The Abel Prize is named after the Norwegian mathematician Niels Henrik Abel. The prize was instituted in 2002, to commemorate his 200-th birth anniversary.
The Fields Medal and the Abel Prize are the two important international prizes for mathematics. While the Fields Medal honours brilliant work done by a mathematician below the age of forty years, the Abel Prize has no age limit and is more of a lifetime achievement award celebrating important contributions made to a field of mathematics.
The first Abel Prize, awarded in 2003, went to French mathematician Jean-Pierre Serre. The only person of Indian origin to have won this prize is Srinivasa S.R. Varadhan. He is at the Courant Institute, New York University, and won it in 2007. So far, the prize has gone to only one woman mathematician, Karen Keskulla Uhlenbeck of University of Texas, U.S.A.
The prize consists of a citation and a prize money of 7.5 million Norwegian Kroner.
Norway’s Ramanujan
A short film on the tragic story of mathematician Niels Henrik Abel is available on the website of the Abel Prize. Indian math afficionados will see the parallel to the life of Ramanujan.

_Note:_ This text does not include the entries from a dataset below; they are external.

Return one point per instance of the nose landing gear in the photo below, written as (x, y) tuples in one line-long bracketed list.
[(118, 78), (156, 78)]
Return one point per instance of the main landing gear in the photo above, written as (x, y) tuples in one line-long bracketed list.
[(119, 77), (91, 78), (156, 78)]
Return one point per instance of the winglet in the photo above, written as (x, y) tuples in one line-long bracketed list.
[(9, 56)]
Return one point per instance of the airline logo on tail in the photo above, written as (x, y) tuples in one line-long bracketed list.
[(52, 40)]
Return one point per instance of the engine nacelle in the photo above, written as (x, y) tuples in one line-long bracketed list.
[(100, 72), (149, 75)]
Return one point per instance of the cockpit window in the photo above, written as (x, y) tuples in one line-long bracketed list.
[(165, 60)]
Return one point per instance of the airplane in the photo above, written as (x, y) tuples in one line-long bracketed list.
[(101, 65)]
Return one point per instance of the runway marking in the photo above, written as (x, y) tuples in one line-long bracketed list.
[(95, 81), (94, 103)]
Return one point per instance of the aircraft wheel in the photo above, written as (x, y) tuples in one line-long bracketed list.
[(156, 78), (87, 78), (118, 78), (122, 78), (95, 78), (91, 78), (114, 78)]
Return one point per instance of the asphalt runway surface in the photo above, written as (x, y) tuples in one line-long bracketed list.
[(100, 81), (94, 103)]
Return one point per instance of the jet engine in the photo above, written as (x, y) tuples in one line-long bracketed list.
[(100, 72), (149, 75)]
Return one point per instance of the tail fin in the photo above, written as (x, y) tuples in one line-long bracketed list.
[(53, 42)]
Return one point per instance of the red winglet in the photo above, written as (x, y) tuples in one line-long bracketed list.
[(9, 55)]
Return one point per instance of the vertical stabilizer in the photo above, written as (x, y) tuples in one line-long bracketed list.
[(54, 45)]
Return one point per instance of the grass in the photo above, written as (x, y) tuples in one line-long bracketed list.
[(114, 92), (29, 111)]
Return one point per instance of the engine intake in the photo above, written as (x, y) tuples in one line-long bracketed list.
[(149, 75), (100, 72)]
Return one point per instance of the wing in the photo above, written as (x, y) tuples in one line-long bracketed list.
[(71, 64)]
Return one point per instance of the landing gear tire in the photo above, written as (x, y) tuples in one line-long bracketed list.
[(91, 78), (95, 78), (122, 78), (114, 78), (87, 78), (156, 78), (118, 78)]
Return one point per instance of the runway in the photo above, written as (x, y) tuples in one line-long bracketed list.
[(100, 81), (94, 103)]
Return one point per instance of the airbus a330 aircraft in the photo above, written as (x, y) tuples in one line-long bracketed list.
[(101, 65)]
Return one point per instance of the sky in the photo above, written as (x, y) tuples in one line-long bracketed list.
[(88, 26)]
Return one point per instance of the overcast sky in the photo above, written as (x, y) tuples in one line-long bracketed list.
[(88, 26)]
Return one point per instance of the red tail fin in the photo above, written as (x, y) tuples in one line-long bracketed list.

Abel was a young genius who, when he was just 22, showed the unsolvability of the quintic equation, which had puzzled mathematicians for 250 years. In 1826, he presented an important theorem in Paris; however the manuscript was misplaced. While trying to derive his lost treatise, he contracted tuberculosis and died three years later on April 6, 1829, when he was only 26 years old. Just two days after his death, the Paris treatise was discovered. Now, his discovery forms the mathematical basis for the CT scan. His work is also used today in ECC-cryptography, used for encrypting data online.